Increased Workload as a Health Unit Coordinator

You walk into work and the dread sets in again. It seems like you're the only Health Unit Coordinator who works there.  But instead of getting angry that your fellow HUCs are lazy and feel as if you're getting punished, look at it another way. 

Look at it as you've proven yourself, and that the boss favors you. I'm told all of the time how much they love it when I'm there. We're all being observed and critiqued and when you're appreciated people will say so. 

And look at it this way. The more work that you are doing, the faster time flies and the less gossiping you do. 
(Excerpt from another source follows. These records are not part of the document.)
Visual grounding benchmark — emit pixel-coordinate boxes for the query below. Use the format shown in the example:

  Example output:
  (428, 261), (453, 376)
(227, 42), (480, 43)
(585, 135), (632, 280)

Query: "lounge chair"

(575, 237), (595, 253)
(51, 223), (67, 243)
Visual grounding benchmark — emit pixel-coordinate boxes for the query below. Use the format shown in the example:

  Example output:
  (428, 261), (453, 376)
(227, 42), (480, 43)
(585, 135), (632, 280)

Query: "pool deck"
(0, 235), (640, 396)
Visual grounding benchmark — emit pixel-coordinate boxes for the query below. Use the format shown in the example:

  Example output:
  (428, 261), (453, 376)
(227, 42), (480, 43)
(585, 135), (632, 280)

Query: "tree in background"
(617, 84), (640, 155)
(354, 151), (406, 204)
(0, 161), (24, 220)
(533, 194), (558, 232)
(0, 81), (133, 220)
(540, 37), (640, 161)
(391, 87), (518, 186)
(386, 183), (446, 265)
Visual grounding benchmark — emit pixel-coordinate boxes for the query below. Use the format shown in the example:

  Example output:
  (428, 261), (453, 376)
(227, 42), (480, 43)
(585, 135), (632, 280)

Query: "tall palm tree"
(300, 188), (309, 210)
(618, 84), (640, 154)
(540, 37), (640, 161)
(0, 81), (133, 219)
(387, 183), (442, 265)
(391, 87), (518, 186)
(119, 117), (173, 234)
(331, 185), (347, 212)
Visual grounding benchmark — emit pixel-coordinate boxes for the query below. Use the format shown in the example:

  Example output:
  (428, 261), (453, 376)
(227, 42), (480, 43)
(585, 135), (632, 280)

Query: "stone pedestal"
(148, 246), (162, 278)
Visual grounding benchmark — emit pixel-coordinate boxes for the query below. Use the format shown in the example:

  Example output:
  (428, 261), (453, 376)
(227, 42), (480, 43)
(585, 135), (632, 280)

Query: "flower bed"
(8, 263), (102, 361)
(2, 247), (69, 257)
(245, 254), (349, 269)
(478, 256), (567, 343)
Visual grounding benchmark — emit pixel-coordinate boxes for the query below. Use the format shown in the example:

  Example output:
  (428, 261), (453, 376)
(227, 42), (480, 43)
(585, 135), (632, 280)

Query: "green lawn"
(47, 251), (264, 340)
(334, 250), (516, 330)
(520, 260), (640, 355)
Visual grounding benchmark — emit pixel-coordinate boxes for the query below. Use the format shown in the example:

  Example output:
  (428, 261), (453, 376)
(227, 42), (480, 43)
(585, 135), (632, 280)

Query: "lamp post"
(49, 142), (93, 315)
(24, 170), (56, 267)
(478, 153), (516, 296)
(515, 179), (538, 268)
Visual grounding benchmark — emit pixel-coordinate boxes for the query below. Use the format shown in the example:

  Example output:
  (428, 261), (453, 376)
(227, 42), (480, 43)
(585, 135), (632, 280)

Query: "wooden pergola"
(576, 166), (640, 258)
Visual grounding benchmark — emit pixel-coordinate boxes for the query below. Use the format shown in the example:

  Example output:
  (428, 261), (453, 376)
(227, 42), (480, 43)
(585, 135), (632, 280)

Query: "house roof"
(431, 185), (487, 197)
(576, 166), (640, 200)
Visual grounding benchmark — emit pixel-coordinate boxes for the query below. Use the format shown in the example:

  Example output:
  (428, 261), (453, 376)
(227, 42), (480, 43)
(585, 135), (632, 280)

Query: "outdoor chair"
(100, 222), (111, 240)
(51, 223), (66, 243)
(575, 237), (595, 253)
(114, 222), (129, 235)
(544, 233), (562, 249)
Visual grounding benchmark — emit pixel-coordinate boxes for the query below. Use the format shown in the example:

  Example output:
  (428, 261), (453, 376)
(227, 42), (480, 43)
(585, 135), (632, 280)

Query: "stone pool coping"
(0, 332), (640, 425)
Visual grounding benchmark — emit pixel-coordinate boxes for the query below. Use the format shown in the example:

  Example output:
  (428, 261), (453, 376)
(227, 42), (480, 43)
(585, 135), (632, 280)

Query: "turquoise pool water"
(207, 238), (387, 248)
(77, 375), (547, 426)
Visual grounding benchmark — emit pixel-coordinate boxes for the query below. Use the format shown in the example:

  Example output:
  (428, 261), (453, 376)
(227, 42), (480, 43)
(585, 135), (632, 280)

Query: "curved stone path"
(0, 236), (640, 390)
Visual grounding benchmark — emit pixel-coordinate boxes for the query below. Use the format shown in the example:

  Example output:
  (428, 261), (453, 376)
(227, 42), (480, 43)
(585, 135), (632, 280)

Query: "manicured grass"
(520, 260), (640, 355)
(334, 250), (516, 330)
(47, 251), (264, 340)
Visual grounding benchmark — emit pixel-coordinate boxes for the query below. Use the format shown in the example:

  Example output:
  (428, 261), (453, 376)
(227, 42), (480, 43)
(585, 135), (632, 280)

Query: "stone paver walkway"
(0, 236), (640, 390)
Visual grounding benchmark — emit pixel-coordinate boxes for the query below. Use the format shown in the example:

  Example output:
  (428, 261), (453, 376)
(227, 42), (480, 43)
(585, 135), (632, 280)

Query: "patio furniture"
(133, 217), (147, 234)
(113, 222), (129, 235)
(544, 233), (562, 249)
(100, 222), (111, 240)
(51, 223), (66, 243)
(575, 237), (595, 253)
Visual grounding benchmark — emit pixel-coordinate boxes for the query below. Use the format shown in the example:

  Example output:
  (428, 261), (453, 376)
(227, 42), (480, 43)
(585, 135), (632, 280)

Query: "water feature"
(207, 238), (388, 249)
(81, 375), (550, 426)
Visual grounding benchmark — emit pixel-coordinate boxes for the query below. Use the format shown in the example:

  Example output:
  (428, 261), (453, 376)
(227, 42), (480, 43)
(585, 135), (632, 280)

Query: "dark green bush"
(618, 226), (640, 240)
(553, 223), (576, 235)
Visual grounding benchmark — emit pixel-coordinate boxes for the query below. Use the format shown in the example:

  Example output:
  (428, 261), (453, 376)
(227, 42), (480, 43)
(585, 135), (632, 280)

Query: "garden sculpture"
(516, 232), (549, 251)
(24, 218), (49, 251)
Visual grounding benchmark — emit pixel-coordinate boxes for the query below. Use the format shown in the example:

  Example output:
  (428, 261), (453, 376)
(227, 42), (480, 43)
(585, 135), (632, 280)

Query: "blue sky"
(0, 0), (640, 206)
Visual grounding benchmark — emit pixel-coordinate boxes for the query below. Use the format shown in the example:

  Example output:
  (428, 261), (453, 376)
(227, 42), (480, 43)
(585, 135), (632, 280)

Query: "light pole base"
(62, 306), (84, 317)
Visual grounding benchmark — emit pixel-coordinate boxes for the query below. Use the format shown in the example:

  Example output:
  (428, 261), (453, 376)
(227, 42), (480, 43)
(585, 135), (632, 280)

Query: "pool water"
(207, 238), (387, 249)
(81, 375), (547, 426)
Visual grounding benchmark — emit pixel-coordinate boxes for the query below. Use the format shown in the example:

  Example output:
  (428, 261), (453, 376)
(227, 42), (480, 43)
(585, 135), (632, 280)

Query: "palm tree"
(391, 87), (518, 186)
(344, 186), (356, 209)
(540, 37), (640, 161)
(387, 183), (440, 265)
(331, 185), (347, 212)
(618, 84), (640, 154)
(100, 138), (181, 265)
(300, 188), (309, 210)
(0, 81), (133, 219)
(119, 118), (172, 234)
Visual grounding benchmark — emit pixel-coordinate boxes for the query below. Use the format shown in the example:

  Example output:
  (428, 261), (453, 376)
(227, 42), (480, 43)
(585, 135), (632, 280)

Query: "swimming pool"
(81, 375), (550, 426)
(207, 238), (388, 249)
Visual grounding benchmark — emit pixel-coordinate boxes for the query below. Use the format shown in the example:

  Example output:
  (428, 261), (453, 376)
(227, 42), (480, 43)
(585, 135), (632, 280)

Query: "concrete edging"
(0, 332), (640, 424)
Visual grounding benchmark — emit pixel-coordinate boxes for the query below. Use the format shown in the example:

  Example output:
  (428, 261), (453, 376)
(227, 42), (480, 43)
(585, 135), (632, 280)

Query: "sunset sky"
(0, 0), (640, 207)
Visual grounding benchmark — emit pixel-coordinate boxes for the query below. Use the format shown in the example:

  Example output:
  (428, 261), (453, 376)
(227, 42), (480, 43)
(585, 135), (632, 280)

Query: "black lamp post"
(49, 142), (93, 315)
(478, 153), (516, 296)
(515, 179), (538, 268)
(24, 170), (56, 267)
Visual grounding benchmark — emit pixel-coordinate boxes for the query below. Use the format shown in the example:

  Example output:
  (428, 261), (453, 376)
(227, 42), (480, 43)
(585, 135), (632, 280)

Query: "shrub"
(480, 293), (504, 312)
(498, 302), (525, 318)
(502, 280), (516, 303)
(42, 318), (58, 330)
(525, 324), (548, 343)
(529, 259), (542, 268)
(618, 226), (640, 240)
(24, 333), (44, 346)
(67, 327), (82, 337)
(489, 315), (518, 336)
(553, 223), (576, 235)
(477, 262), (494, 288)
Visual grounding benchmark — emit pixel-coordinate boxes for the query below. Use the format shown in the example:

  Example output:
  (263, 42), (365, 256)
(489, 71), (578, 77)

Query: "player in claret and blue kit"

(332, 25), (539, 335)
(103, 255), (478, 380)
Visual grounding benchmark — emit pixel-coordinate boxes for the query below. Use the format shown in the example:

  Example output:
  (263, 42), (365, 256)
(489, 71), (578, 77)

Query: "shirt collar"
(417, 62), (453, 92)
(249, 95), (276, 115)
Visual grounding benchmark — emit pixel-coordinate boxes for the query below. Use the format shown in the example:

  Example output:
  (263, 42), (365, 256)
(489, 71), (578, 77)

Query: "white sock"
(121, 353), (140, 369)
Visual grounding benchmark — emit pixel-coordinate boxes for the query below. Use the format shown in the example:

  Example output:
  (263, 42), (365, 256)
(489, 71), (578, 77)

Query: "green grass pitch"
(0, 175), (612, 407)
In 2008, I worked for a company that handled Workmans Compensation claims, and the recession was starting to set in, so business was starting to slow down. While some of my other coworkers were yelping, I was working. I was still processing the workman's comp. claims (there were some clinics and employers that only I handled), and I was tending to old Accounts Receivable claims. And when I handed in my two weeks notice later that year, I was told that Upper Management was not happy. They knew that they were about to lose a good employee. 

There are times now when we are short a unit coordinator, and they need me to work my unit and another unit (the units are located near each other, as they are sister floors). I've told them that sure, I'd do it on the weekends, if needed, but not during the week. I've proven myself by my work ethic and being a team player so whatever I want they'll go along with it. 

So, instead of getting angry thinking about the situation in another way can be beneficial to you in the long run.